Largest waste heat project in NRW: Green Heat goes into operation
Gelsenkirchen, 16th December 2025 - The heat transition in the northern Ruhr region continues to gather pace. In Gelsenkirchen, the district heating provider Iqony has now put a plant into operation that makes industrial waste heat usable for district heating on a large scale for the first time.
At the centre of "Green Heat", the largest waste heat project in North Rhine-Westphalia, is the extraction of industrial waste heat from refinery plants at Ruhr Oel GmbH in Gelsenkirchen-Scholven. In this way, up to 50 megawatts of heat output can be provided in future and the equivalent of around 30,000 households in the northern Ruhr region supplied with district heating. This will save up to 60,000 tonnes of CO₂ per year.
Eight heat exchangers, a transfer station and an extensive infrastructure with steel construction and pipework were built over a three-year construction period to extract the waste heat. The new pipe route, which is almost three kilometres long and mainly underground, connects the waste heat sources with a new pump house on the site of the Scholven power plant. There, the heat is fed into Iqony's district heating network. The 24/7 trial operation has been running at a stable 20 megawatts for a few weeks now; the total output is set to increase to over 50 megawatts by 2026.
Combining security of supply and climate protection
"Green Heat shows how consistently we combine security of supply and climate protection," says Dr Andreas Reichel, CEO and Labour Director of the Steag Iqony Group. "We are tapping into a previously lost energy resource - and making it an important driver of the heating transition."

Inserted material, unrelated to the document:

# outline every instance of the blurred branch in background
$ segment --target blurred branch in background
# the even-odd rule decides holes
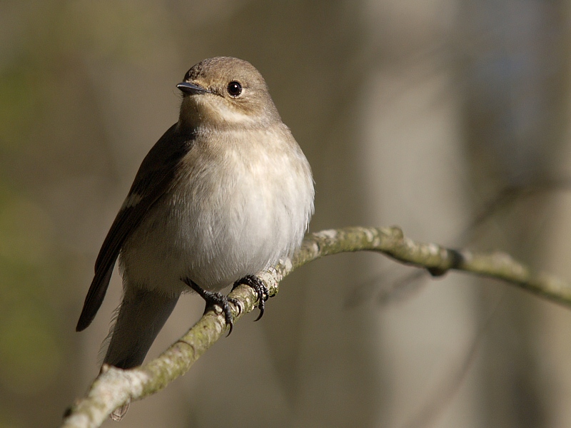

With a network length of 2,186 kilometres and around 4,500 GWh of heat generation per year, Steag Iqony is one of Germany's leading district heating providers. Around half of the heat generated already comes from climate-neutral sources - with Green Heat, this proportion will increase further.
"With Green Heat, we are making district heating in the northern Ruhr region cleaner and more resilient," emphasises Nikola Feldmann, Managing Director of Iqony Wärme, the subsidiary responsible for the project. "The project was technically challenging, but is a valuable benefit for tens of thousands of households," adds Managing Director Christian Hillmann.